Postprocessing

There are three different sources of data for postprocessing:

Based on the console output
Based on the job generation information
Based on file output

There’s one very important rule: Whatever you do,

Never try to process any data output file on your own.
Never try to process the job directories and extract names from them.
Never try to parse any text output files from std::cout on your own.

To summarize: Never write your own output format and parse it on your own.

Whenever you do this, this will brake with things very likely later on.
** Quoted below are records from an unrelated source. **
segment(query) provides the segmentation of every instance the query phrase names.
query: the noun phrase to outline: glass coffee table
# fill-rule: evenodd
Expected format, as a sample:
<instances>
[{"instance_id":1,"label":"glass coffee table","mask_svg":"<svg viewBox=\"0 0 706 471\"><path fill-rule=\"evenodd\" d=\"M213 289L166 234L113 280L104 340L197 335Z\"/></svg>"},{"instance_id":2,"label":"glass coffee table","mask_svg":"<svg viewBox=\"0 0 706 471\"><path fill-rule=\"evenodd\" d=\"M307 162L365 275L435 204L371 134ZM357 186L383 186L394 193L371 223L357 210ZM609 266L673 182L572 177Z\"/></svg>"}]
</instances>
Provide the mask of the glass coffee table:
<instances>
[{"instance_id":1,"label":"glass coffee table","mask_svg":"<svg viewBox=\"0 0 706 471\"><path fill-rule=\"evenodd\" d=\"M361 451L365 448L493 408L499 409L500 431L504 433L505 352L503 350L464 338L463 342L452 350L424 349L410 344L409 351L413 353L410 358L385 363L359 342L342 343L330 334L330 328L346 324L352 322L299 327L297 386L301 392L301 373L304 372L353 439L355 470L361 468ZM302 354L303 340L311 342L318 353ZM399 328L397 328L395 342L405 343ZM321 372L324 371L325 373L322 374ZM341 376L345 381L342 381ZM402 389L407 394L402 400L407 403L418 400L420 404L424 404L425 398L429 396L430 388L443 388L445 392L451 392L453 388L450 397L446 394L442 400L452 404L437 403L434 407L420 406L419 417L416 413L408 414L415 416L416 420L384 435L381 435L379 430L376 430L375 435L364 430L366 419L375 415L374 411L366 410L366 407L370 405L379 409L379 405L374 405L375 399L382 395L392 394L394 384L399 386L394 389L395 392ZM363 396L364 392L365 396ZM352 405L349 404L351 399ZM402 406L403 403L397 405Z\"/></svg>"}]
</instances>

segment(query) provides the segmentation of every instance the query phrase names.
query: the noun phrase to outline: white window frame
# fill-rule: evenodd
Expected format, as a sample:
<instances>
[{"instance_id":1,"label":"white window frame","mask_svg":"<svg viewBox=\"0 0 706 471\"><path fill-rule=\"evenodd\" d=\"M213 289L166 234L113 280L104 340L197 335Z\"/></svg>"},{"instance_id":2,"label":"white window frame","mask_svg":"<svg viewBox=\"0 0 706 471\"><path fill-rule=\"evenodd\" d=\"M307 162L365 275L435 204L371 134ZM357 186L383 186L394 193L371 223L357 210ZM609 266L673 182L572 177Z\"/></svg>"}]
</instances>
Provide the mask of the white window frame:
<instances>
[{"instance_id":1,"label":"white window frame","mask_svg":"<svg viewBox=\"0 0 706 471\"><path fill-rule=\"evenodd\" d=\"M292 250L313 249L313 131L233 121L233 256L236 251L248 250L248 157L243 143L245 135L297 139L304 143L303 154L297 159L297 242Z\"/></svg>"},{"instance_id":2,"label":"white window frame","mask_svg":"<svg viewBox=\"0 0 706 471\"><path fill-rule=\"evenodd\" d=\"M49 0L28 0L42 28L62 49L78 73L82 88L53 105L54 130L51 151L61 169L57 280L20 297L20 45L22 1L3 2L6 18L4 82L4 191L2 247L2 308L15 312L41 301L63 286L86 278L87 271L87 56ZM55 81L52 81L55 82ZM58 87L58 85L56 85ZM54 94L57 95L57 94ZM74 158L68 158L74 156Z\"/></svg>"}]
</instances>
Please always use the MULE tools for caring about data processing.

If you ever think that there’s something which can’t be coped with in SWEET, please talk to the developers.

1. Console output

SWEET uses MULE to postprocess also the program output.

As part of this, you can write to the console in a particular format:

[MULE] some_variable_name.and.some_dot: value 1234

This requires a prefix [MULE] followed by a space , then a string which represents a key, followed by : (including space!) and then the value of this key.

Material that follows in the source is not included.